Re: Updated patch for Detecting Duplicates in F-Spot

On 9/9/05, Gabriel Burt <gabriel burt gmail com> wrote:
> On Wed, 2005-09-07 at 20:56 +0200, Mattias Holmlund wrote:
> > One problem is if exif-editing is implemented in f-spot. Take for
> > example the Edit-Time function. Upon import, the user is given the
> > opportunity to correct the timestamp of the image. If we decide to
> > write the new timestamp to the exif-information, then both the
> > Exif-information and the md5sum of the image is changed before it is
> > stored in the archive.
> I don't see that as being a problem - when the file changes (due to EXIF
> changes, image rotation, etc) then it should just trigger a recompute of
> the MD5.  Am I missing something?
> If you're talking about catching duplicates when importing, then do the
> duplicate-detection with the MD5 taken from before any import-related
> changes take place. After you've seen it's not a dupe, you can change it
> as needed (eg update the date/time or something) and recompute the MD5,
> storing that one. That does mean two MD5 computations for each image,
> but we're talking about rolling two operations (import and batch modify)
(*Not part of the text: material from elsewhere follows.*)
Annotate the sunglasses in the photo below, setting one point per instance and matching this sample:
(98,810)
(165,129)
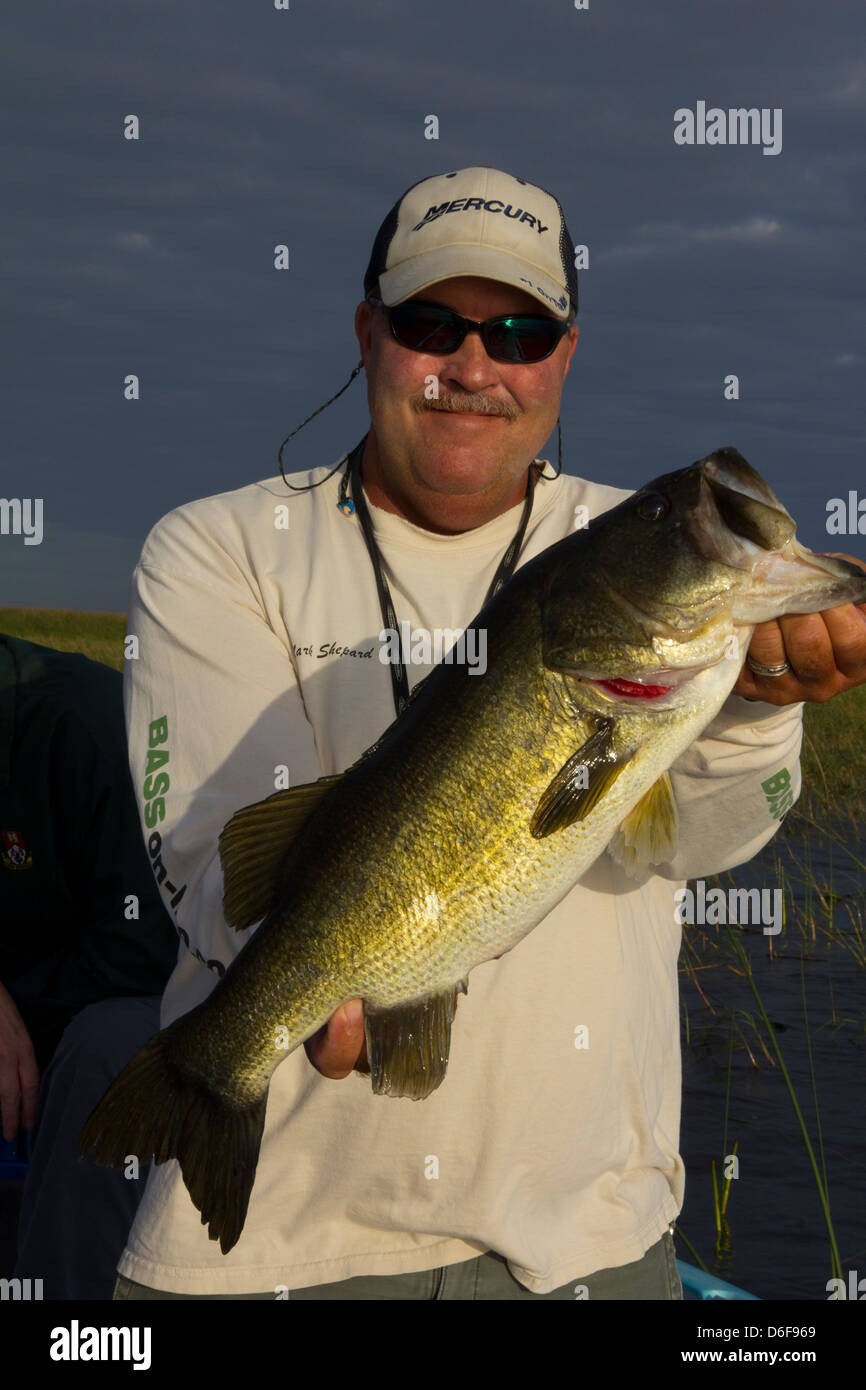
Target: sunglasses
(437,330)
> into one, so I think it's fair, and sane. 

I think it is perfectly ok to store two MD5 sums for each image, one
computed when the image was first imported (original) and one computed
on the current contents of the image. What I was pointing out was
simply that storing a single MD5 sum calculated on the current
imagefile is not enough if you want to take exif-editing into account
and still detect duplicates. Storing the both the original MD5 sum and
the current and comparing against both of them upon import probably
solves the relevant part of the problem. This solution does not detect
duplicates if the user tries to import two image files that were
originally from the same picture, but he has changed the exif
information for one of them in another application. But that case is
probably not worth taking into account.